Winter scenes have arrived! I visited Marsh View Meadow Park in Pittsfield Township on a sunny, late afternoon. The sky was clear and the shadows at 4 PM were awesome.
This article will walk you through the steps to complete this painting. A live presentation of the steps taken to create "Tracks in the Snow" can be found on my YouTube channel.
Here is the reference photo I decided to use as the subject of a pastel painting. As photos go, this picture is rather bland. Somewhat boring. But I was intrigued by the lines in this landscape and, hence, arrived at a composition that I felt would work.
This scene offered several converging lines to capture the composition. The tree line in the background with its line at the base, moving up from the right to the left, and the tops of the trees moving up from left to right. The line of the gully along the base of the hill on the left, and the line of the hill as it heads up the painting toward the tree line. Then we have the snow shadows, as well as the footsteps.
During my first session in developing this pastel, I worked up a simple sketch of the lines as the basis for the composition. I also do a quick value study and a notan:
The line study helped me to focus on the key compositional elements of the landscape. My task was to distill the variety of the elements in this scene and simplify them. I believe that I accomplished that with this simple sketch.
My next step was to do a simple value study, blocking out the darkest areas and the mid-value shadowy parts, leaving the rest of the sketch blank to represent the bright snow. The notan is a two-value sketch (black and white) to convey the extreme values in a very high -level form.
I took a blue pastel to work up the values, applying the pastel to the mounted Uart pastel paper. I chose blue because so much of the snow and its deep shadows are blue. The fun part will be to apply purples, pinks, orange and yellow in the sun and shade of the snow. There is so much color in snow; leave the white behind for now!
My next step was to block in the tree line and the gully that creeps up the hill, as both represented the darkest values in the landscape, and also reinforced the key elements of the composition.
I will typically paint in the early morning, starting around 5:00. Sometimes I work a bit in the evening also. I left the painting on the easel for the next day. In Session 2, the fun begins. I pre-selected my palette with warm and cool versions of brown, ochre, blue and orange, as well as high value versions of yellow and pink. No white. This painting session involved blocking and tackling the entire canvas, basically creating a "rough draft."
At this stage, I am reviewing the values and the level of detail of the painting to determine what needs refining.
It is important to get the value relationships (the lights and darks) of the painting correct. At this stage, I check the values of the piece and compare them to the values in the reference photo. To do this, I convert the reference photo to grayscale and compare it to a grayscale version of the painting.

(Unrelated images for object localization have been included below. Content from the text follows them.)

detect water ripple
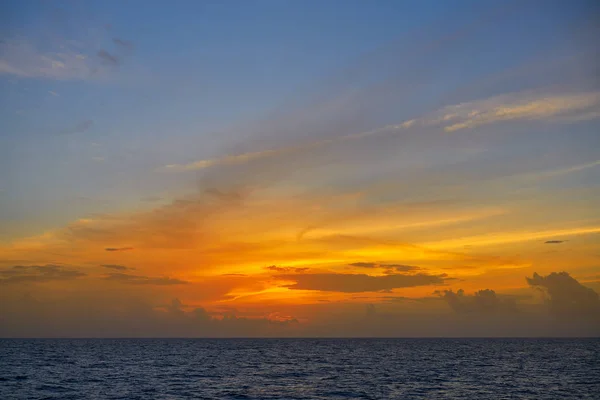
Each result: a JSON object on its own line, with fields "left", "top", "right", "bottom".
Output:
{"left": 0, "top": 338, "right": 599, "bottom": 399}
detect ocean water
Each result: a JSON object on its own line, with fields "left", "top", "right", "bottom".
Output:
{"left": 0, "top": 338, "right": 598, "bottom": 399}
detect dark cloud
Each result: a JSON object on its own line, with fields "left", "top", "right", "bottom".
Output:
{"left": 103, "top": 272, "right": 188, "bottom": 285}
{"left": 382, "top": 295, "right": 429, "bottom": 303}
{"left": 0, "top": 265, "right": 86, "bottom": 284}
{"left": 97, "top": 49, "right": 120, "bottom": 66}
{"left": 349, "top": 262, "right": 374, "bottom": 268}
{"left": 349, "top": 262, "right": 420, "bottom": 272}
{"left": 97, "top": 38, "right": 133, "bottom": 67}
{"left": 277, "top": 272, "right": 446, "bottom": 293}
{"left": 265, "top": 265, "right": 309, "bottom": 273}
{"left": 0, "top": 296, "right": 298, "bottom": 338}
{"left": 439, "top": 289, "right": 518, "bottom": 314}
{"left": 205, "top": 188, "right": 246, "bottom": 202}
{"left": 105, "top": 247, "right": 134, "bottom": 252}
{"left": 140, "top": 196, "right": 163, "bottom": 203}
{"left": 57, "top": 120, "right": 93, "bottom": 135}
{"left": 101, "top": 264, "right": 133, "bottom": 271}
{"left": 112, "top": 38, "right": 134, "bottom": 51}
{"left": 527, "top": 272, "right": 600, "bottom": 317}
{"left": 544, "top": 240, "right": 565, "bottom": 244}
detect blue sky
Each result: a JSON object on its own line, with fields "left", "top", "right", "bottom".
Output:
{"left": 1, "top": 0, "right": 598, "bottom": 238}
{"left": 1, "top": 0, "right": 600, "bottom": 338}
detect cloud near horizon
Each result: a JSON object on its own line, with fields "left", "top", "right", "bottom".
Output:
{"left": 440, "top": 289, "right": 518, "bottom": 314}
{"left": 527, "top": 272, "right": 600, "bottom": 318}
{"left": 0, "top": 271, "right": 597, "bottom": 337}
{"left": 0, "top": 265, "right": 86, "bottom": 284}
{"left": 277, "top": 272, "right": 447, "bottom": 293}
{"left": 1, "top": 1, "right": 599, "bottom": 338}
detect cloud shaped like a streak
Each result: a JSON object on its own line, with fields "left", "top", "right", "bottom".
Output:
{"left": 163, "top": 90, "right": 600, "bottom": 172}
{"left": 162, "top": 140, "right": 333, "bottom": 172}
{"left": 277, "top": 272, "right": 446, "bottom": 293}
{"left": 0, "top": 265, "right": 86, "bottom": 284}
{"left": 105, "top": 247, "right": 134, "bottom": 252}
{"left": 527, "top": 272, "right": 600, "bottom": 318}
{"left": 437, "top": 91, "right": 600, "bottom": 132}
{"left": 101, "top": 264, "right": 134, "bottom": 271}
{"left": 103, "top": 272, "right": 188, "bottom": 285}
{"left": 544, "top": 240, "right": 565, "bottom": 244}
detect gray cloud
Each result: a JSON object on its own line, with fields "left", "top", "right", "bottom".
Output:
{"left": 0, "top": 295, "right": 298, "bottom": 338}
{"left": 103, "top": 272, "right": 188, "bottom": 285}
{"left": 97, "top": 38, "right": 134, "bottom": 67}
{"left": 440, "top": 289, "right": 518, "bottom": 314}
{"left": 97, "top": 49, "right": 120, "bottom": 66}
{"left": 204, "top": 188, "right": 245, "bottom": 203}
{"left": 112, "top": 38, "right": 134, "bottom": 51}
{"left": 527, "top": 272, "right": 600, "bottom": 318}
{"left": 140, "top": 196, "right": 163, "bottom": 203}
{"left": 57, "top": 120, "right": 93, "bottom": 135}
{"left": 1, "top": 272, "right": 598, "bottom": 337}
{"left": 0, "top": 265, "right": 86, "bottom": 284}
{"left": 101, "top": 264, "right": 133, "bottom": 271}
{"left": 544, "top": 240, "right": 565, "bottom": 244}
{"left": 277, "top": 272, "right": 446, "bottom": 293}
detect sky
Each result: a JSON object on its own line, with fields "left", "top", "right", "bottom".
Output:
{"left": 0, "top": 0, "right": 599, "bottom": 337}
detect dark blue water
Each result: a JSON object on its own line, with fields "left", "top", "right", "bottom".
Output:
{"left": 1, "top": 338, "right": 598, "bottom": 399}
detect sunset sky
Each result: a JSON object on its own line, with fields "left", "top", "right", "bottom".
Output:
{"left": 1, "top": 0, "right": 599, "bottom": 337}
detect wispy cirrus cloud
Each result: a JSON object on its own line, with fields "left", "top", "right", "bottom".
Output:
{"left": 0, "top": 33, "right": 134, "bottom": 81}
{"left": 162, "top": 89, "right": 600, "bottom": 172}
{"left": 422, "top": 226, "right": 600, "bottom": 250}
{"left": 0, "top": 39, "right": 96, "bottom": 79}
{"left": 436, "top": 91, "right": 600, "bottom": 132}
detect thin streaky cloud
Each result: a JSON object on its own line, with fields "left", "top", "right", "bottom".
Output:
{"left": 0, "top": 39, "right": 103, "bottom": 80}
{"left": 163, "top": 90, "right": 600, "bottom": 172}
{"left": 101, "top": 264, "right": 134, "bottom": 271}
{"left": 105, "top": 247, "right": 134, "bottom": 252}
{"left": 442, "top": 92, "right": 600, "bottom": 132}
{"left": 423, "top": 226, "right": 600, "bottom": 250}
{"left": 103, "top": 272, "right": 188, "bottom": 285}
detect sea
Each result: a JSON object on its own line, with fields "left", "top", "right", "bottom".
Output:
{"left": 1, "top": 338, "right": 598, "bottom": 399}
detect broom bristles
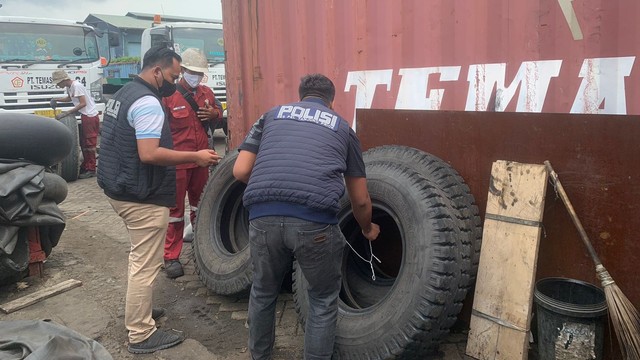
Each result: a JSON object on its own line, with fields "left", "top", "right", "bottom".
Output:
{"left": 598, "top": 265, "right": 640, "bottom": 360}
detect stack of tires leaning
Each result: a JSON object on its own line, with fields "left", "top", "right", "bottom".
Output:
{"left": 0, "top": 113, "right": 73, "bottom": 285}
{"left": 193, "top": 145, "right": 482, "bottom": 359}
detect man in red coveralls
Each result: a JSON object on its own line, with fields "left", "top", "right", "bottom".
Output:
{"left": 162, "top": 48, "right": 221, "bottom": 278}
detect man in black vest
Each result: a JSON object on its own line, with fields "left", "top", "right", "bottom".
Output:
{"left": 97, "top": 46, "right": 220, "bottom": 354}
{"left": 233, "top": 74, "right": 380, "bottom": 359}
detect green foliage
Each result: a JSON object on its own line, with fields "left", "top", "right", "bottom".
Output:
{"left": 111, "top": 56, "right": 140, "bottom": 64}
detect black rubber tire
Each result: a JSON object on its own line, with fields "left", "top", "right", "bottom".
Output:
{"left": 363, "top": 145, "right": 482, "bottom": 279}
{"left": 362, "top": 147, "right": 481, "bottom": 357}
{"left": 0, "top": 227, "right": 30, "bottom": 286}
{"left": 0, "top": 113, "right": 73, "bottom": 166}
{"left": 42, "top": 172, "right": 69, "bottom": 204}
{"left": 193, "top": 152, "right": 252, "bottom": 295}
{"left": 293, "top": 161, "right": 465, "bottom": 359}
{"left": 54, "top": 115, "right": 80, "bottom": 182}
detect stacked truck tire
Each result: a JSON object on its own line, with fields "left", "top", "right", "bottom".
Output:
{"left": 192, "top": 145, "right": 482, "bottom": 359}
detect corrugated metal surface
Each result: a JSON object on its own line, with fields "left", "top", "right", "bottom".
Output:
{"left": 222, "top": 0, "right": 640, "bottom": 148}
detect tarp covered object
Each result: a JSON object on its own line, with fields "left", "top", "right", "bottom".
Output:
{"left": 0, "top": 320, "right": 113, "bottom": 360}
{"left": 0, "top": 160, "right": 65, "bottom": 256}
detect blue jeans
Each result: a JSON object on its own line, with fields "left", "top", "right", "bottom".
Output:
{"left": 248, "top": 216, "right": 345, "bottom": 360}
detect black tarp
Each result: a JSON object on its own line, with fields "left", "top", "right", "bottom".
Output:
{"left": 0, "top": 160, "right": 65, "bottom": 275}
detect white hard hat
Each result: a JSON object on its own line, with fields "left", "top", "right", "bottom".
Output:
{"left": 181, "top": 48, "right": 208, "bottom": 74}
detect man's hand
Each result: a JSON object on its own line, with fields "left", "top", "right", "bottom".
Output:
{"left": 197, "top": 101, "right": 220, "bottom": 121}
{"left": 194, "top": 149, "right": 221, "bottom": 167}
{"left": 362, "top": 223, "right": 380, "bottom": 241}
{"left": 50, "top": 99, "right": 57, "bottom": 110}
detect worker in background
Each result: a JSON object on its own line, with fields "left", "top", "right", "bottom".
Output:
{"left": 233, "top": 73, "right": 380, "bottom": 359}
{"left": 97, "top": 46, "right": 220, "bottom": 354}
{"left": 162, "top": 48, "right": 221, "bottom": 279}
{"left": 50, "top": 70, "right": 100, "bottom": 179}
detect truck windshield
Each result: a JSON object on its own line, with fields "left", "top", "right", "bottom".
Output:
{"left": 0, "top": 22, "right": 99, "bottom": 63}
{"left": 172, "top": 28, "right": 225, "bottom": 64}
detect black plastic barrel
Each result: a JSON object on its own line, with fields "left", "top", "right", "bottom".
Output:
{"left": 534, "top": 277, "right": 608, "bottom": 360}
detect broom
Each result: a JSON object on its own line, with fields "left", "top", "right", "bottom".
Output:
{"left": 545, "top": 161, "right": 640, "bottom": 360}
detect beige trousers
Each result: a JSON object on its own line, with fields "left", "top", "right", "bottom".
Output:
{"left": 108, "top": 199, "right": 169, "bottom": 343}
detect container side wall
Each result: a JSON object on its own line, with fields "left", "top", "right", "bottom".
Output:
{"left": 223, "top": 0, "right": 640, "bottom": 147}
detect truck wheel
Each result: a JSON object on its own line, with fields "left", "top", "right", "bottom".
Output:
{"left": 293, "top": 161, "right": 467, "bottom": 359}
{"left": 363, "top": 145, "right": 482, "bottom": 284}
{"left": 54, "top": 115, "right": 80, "bottom": 182}
{"left": 193, "top": 152, "right": 252, "bottom": 295}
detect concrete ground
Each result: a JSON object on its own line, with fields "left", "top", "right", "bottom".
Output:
{"left": 0, "top": 131, "right": 473, "bottom": 359}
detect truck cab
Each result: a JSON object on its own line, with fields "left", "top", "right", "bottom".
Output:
{"left": 0, "top": 16, "right": 106, "bottom": 117}
{"left": 0, "top": 16, "right": 110, "bottom": 181}
{"left": 141, "top": 21, "right": 228, "bottom": 132}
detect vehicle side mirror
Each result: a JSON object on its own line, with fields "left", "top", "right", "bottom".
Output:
{"left": 108, "top": 32, "right": 120, "bottom": 47}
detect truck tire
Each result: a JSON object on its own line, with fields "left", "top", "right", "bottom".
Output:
{"left": 363, "top": 145, "right": 482, "bottom": 284}
{"left": 193, "top": 152, "right": 252, "bottom": 295}
{"left": 54, "top": 115, "right": 80, "bottom": 182}
{"left": 293, "top": 161, "right": 467, "bottom": 359}
{"left": 0, "top": 113, "right": 73, "bottom": 166}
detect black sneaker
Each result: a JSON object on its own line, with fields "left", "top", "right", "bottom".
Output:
{"left": 152, "top": 307, "right": 166, "bottom": 320}
{"left": 165, "top": 260, "right": 184, "bottom": 279}
{"left": 78, "top": 171, "right": 96, "bottom": 179}
{"left": 127, "top": 329, "right": 185, "bottom": 354}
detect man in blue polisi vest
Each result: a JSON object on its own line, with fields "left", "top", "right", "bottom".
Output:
{"left": 233, "top": 73, "right": 380, "bottom": 360}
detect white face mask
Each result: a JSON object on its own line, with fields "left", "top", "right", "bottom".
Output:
{"left": 183, "top": 72, "right": 204, "bottom": 88}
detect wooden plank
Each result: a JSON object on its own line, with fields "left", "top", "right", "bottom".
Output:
{"left": 466, "top": 161, "right": 548, "bottom": 360}
{"left": 0, "top": 279, "right": 82, "bottom": 314}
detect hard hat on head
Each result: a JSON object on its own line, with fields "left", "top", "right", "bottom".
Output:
{"left": 51, "top": 70, "right": 70, "bottom": 85}
{"left": 181, "top": 48, "right": 208, "bottom": 74}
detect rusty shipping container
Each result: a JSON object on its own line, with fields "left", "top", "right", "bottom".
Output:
{"left": 223, "top": 0, "right": 640, "bottom": 140}
{"left": 220, "top": 0, "right": 639, "bottom": 357}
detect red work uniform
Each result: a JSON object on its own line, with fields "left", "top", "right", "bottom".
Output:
{"left": 162, "top": 79, "right": 220, "bottom": 261}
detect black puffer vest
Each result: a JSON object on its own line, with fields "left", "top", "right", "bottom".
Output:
{"left": 97, "top": 78, "right": 176, "bottom": 207}
{"left": 242, "top": 99, "right": 352, "bottom": 215}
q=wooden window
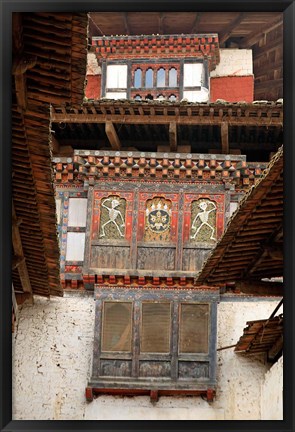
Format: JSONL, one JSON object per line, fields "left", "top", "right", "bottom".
{"left": 168, "top": 68, "right": 177, "bottom": 87}
{"left": 141, "top": 303, "right": 171, "bottom": 353}
{"left": 65, "top": 232, "right": 85, "bottom": 261}
{"left": 106, "top": 64, "right": 127, "bottom": 99}
{"left": 102, "top": 301, "right": 132, "bottom": 352}
{"left": 134, "top": 68, "right": 142, "bottom": 88}
{"left": 88, "top": 288, "right": 219, "bottom": 397}
{"left": 179, "top": 304, "right": 209, "bottom": 354}
{"left": 145, "top": 68, "right": 153, "bottom": 88}
{"left": 157, "top": 68, "right": 165, "bottom": 87}
{"left": 68, "top": 198, "right": 87, "bottom": 227}
{"left": 183, "top": 63, "right": 203, "bottom": 87}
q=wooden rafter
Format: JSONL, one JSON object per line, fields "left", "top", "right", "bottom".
{"left": 240, "top": 15, "right": 283, "bottom": 48}
{"left": 190, "top": 13, "right": 202, "bottom": 33}
{"left": 219, "top": 13, "right": 245, "bottom": 45}
{"left": 122, "top": 12, "right": 130, "bottom": 34}
{"left": 105, "top": 121, "right": 121, "bottom": 150}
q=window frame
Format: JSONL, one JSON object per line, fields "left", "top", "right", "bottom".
{"left": 90, "top": 287, "right": 219, "bottom": 392}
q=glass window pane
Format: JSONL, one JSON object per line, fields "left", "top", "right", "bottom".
{"left": 179, "top": 304, "right": 209, "bottom": 354}
{"left": 145, "top": 68, "right": 153, "bottom": 88}
{"left": 134, "top": 94, "right": 142, "bottom": 100}
{"left": 106, "top": 65, "right": 127, "bottom": 89}
{"left": 68, "top": 198, "right": 87, "bottom": 227}
{"left": 169, "top": 68, "right": 177, "bottom": 87}
{"left": 157, "top": 68, "right": 165, "bottom": 87}
{"left": 141, "top": 303, "right": 171, "bottom": 353}
{"left": 183, "top": 63, "right": 203, "bottom": 87}
{"left": 169, "top": 94, "right": 177, "bottom": 102}
{"left": 102, "top": 302, "right": 132, "bottom": 352}
{"left": 134, "top": 68, "right": 142, "bottom": 88}
{"left": 65, "top": 232, "right": 85, "bottom": 261}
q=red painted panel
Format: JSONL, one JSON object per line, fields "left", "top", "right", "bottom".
{"left": 210, "top": 76, "right": 254, "bottom": 103}
{"left": 92, "top": 191, "right": 134, "bottom": 241}
{"left": 85, "top": 74, "right": 101, "bottom": 100}
{"left": 183, "top": 194, "right": 225, "bottom": 242}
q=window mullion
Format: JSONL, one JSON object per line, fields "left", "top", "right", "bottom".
{"left": 132, "top": 300, "right": 141, "bottom": 378}
{"left": 171, "top": 301, "right": 179, "bottom": 380}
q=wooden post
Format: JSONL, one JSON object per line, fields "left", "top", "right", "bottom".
{"left": 169, "top": 122, "right": 177, "bottom": 152}
{"left": 221, "top": 121, "right": 229, "bottom": 154}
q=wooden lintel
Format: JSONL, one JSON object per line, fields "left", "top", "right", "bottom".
{"left": 105, "top": 121, "right": 121, "bottom": 150}
{"left": 236, "top": 280, "right": 283, "bottom": 297}
{"left": 240, "top": 15, "right": 283, "bottom": 48}
{"left": 169, "top": 122, "right": 177, "bottom": 152}
{"left": 12, "top": 203, "right": 33, "bottom": 295}
{"left": 51, "top": 113, "right": 281, "bottom": 127}
{"left": 219, "top": 13, "right": 245, "bottom": 45}
{"left": 221, "top": 122, "right": 229, "bottom": 154}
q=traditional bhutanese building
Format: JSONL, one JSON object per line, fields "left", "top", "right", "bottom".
{"left": 11, "top": 11, "right": 283, "bottom": 420}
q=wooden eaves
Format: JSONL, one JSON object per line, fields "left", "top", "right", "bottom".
{"left": 12, "top": 12, "right": 88, "bottom": 299}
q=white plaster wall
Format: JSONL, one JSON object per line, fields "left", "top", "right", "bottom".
{"left": 86, "top": 52, "right": 101, "bottom": 76}
{"left": 210, "top": 49, "right": 253, "bottom": 77}
{"left": 12, "top": 293, "right": 279, "bottom": 420}
{"left": 261, "top": 356, "right": 283, "bottom": 420}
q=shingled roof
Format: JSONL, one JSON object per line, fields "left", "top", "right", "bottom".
{"left": 12, "top": 13, "right": 88, "bottom": 299}
{"left": 195, "top": 145, "right": 283, "bottom": 296}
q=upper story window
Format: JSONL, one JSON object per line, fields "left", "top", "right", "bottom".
{"left": 134, "top": 68, "right": 142, "bottom": 88}
{"left": 156, "top": 68, "right": 166, "bottom": 87}
{"left": 145, "top": 68, "right": 154, "bottom": 88}
{"left": 106, "top": 64, "right": 127, "bottom": 99}
{"left": 168, "top": 68, "right": 177, "bottom": 87}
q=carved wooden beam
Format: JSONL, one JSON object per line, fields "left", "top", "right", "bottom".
{"left": 219, "top": 13, "right": 245, "bottom": 45}
{"left": 169, "top": 122, "right": 177, "bottom": 152}
{"left": 12, "top": 202, "right": 33, "bottom": 297}
{"left": 105, "top": 121, "right": 121, "bottom": 150}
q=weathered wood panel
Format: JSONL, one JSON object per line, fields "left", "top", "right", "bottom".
{"left": 182, "top": 247, "right": 212, "bottom": 272}
{"left": 100, "top": 360, "right": 132, "bottom": 377}
{"left": 137, "top": 246, "right": 176, "bottom": 270}
{"left": 178, "top": 361, "right": 209, "bottom": 379}
{"left": 91, "top": 245, "right": 130, "bottom": 269}
{"left": 139, "top": 361, "right": 171, "bottom": 378}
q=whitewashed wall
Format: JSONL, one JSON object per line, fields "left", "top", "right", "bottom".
{"left": 210, "top": 49, "right": 253, "bottom": 77}
{"left": 261, "top": 356, "right": 283, "bottom": 420}
{"left": 12, "top": 293, "right": 280, "bottom": 420}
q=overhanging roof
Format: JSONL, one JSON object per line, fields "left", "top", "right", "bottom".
{"left": 12, "top": 13, "right": 88, "bottom": 298}
{"left": 195, "top": 146, "right": 283, "bottom": 294}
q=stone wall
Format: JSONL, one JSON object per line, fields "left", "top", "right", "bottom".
{"left": 12, "top": 292, "right": 280, "bottom": 420}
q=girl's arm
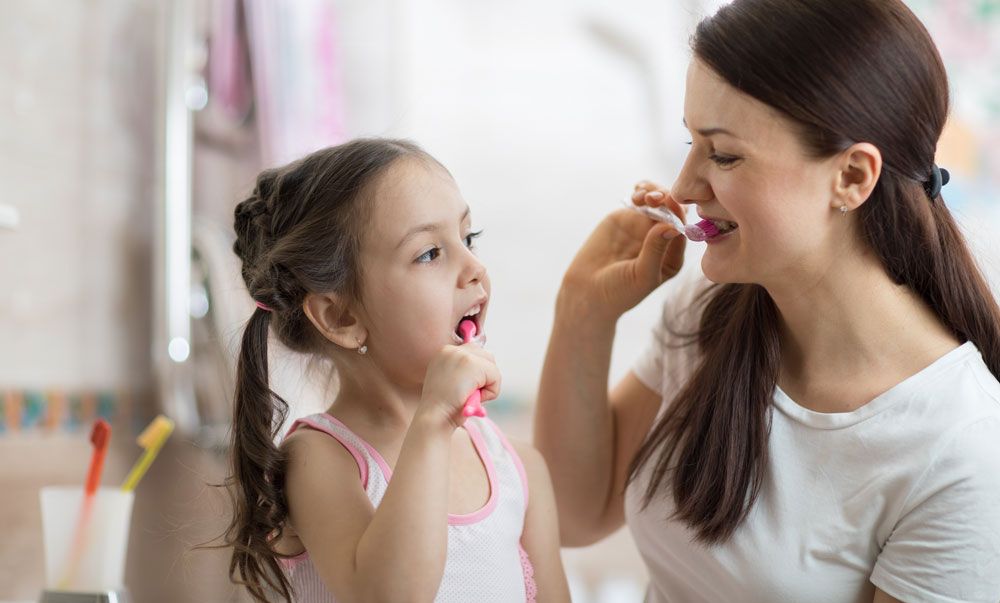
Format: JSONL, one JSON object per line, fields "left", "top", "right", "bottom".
{"left": 511, "top": 440, "right": 571, "bottom": 602}
{"left": 284, "top": 344, "right": 501, "bottom": 603}
{"left": 535, "top": 196, "right": 686, "bottom": 547}
{"left": 284, "top": 416, "right": 453, "bottom": 602}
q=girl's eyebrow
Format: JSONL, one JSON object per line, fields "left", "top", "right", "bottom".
{"left": 682, "top": 117, "right": 741, "bottom": 140}
{"left": 396, "top": 206, "right": 471, "bottom": 249}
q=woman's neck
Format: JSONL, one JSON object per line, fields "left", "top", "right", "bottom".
{"left": 767, "top": 247, "right": 960, "bottom": 412}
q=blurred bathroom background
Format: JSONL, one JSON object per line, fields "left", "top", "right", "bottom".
{"left": 1, "top": 0, "right": 998, "bottom": 601}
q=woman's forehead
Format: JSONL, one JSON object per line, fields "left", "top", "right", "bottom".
{"left": 684, "top": 59, "right": 793, "bottom": 145}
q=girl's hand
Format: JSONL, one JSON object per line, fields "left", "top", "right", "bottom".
{"left": 418, "top": 343, "right": 501, "bottom": 430}
{"left": 561, "top": 181, "right": 686, "bottom": 321}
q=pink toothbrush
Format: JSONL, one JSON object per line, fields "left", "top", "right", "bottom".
{"left": 624, "top": 200, "right": 716, "bottom": 241}
{"left": 457, "top": 319, "right": 487, "bottom": 418}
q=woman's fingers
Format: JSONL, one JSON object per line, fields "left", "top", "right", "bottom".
{"left": 631, "top": 181, "right": 686, "bottom": 225}
{"left": 661, "top": 229, "right": 687, "bottom": 281}
{"left": 635, "top": 222, "right": 685, "bottom": 286}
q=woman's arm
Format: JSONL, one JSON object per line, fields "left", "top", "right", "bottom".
{"left": 535, "top": 190, "right": 686, "bottom": 546}
{"left": 873, "top": 589, "right": 903, "bottom": 603}
{"left": 511, "top": 441, "right": 571, "bottom": 602}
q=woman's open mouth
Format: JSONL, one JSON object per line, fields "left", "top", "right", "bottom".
{"left": 710, "top": 219, "right": 738, "bottom": 234}
{"left": 690, "top": 218, "right": 738, "bottom": 241}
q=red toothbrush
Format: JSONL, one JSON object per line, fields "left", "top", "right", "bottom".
{"left": 457, "top": 319, "right": 487, "bottom": 418}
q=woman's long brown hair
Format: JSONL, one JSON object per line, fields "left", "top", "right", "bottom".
{"left": 222, "top": 139, "right": 432, "bottom": 602}
{"left": 628, "top": 0, "right": 1000, "bottom": 544}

Below is the grayscale of the reference photo, followed by a grayscale of the painting. As the reference photo is darker overall, I wanted to capture the relative value relationships. For example, the lightest portion of the photo should correspond to the lightest portion of the paintings. The values don't need to match perfectly, just conceptually, since my plan is to highlight some areas more than others (i.e. a brighter hill on the left) as well as shift the composition a bit, which will shake up where different values are placed. I highly recommend completing this task while working on a painting:
I found a few modifications to make. I added more highlight rims around the deep indentations in the snow, varied the bumps in the snow which added more shaded areas of blue, softened the tree line, and threw in more grasses along the gully area. The grasses and the spots of dark earth introduced pleasant. sharp marks to contrast with the softness of the surrounding landscape. Often at this stage I will harmonize colors by repeating them in various locations in the canvas.
Here is the final version of "Tracks in the Snow:"
At some point, the artist needs to stop on a given painting, deciding that any further changes might not be necessary from a technical perspective, and might just reflect personal preferences. Considering that I complete one painting per week during my limited painting hours each day, it was time to call this one finished and move onto the next piece!